By 2014, individuals who lack insurance will be able to shop for “Qualified Health Plans” (QHPs) in the State Insurance Exchanges.
These plans have certain requirements under the Affordable Care Act
(ACA), including contracting with HIV service providers.
The ACA created Health Insurance Exchanges (marketplaces) in each state that will begin to enroll patients by January 2014. The marketplaces will offer “Qualified Health Plans” (QHPs) for individuals who lack insurance to purchase.
The ACA also created the new Center for Consumer Information & Insurance Oversight (CCIIO), under the Centers for Medicare and Medicaid Services (CMS) and the federal Department of Health and Human Services. CCIIO will certify and monitor the plans in the federally-facilitated Exchanges and the state-federal partnership Exchanges.

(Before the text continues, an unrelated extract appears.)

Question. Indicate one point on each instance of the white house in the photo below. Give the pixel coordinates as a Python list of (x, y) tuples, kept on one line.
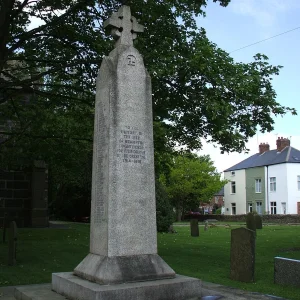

State-based exchanges are responsible for designing their own similar plan certification criteria and processes.
The plans must meet certain requirements in order to be certified as “Qualified Health Plans” (QHPs). Among them:
Plans are required to include a sufficient number of Essential Community Providers (ECPs) in their plan networks to ensure access to care for low-income and vulnerable populations. ECPs include Ryan White Program providers as well as other safety net providers such as Federally Qualified Health Centers.
Plans will be required to make their provider directories available for online publication. The directory will include information about provider specialty, location, institutional affiliations, languages spoken, and provider credentials.
To ensure that plan designs do not discriminate against people based on their health status, CCIIO will review cost sharing for specific services – including specialist visits and prescription drugs – and identify outliers (those plans charging significantly higher cost sharing).
To allow consumers to make informed choices about their plan options, CCIIO will review plans to ensure that plans are meaningfully different from one another.
Plans will be required to cover at least the same number of drugs per United States Pharmacopeia category and class as the state’s benchmark plan. Plans must also include an exceptions process to ensure access to clinically appropriate drugs not included on a plan’s formulary. However, the guidance does not include information about how combination drugs are captured in this process.
Some health plans that were in existence before the passage of the ACA will also be included in the Exchanges, they are referred to as “grandfathered plans.” However, they may not have some of the benefits and protections that other (new) plans will have.
Under the ACA, all health plans (including grandfathered plans) must maintain certain patient protections such as no lifetime limits on coverage, no arbitrary cancelations of coverage, covering adult children, provding easy-to-read summaries of benefits and coverage.
However, grandfathered plans do not have to cover preventive care for free, protect patient choice of providers, or access to emergency care. They also are not held accountable for excessive premium increases through rate reviews.
These plans must disclose that they are grandfathered plans in all materials describing plan benefits.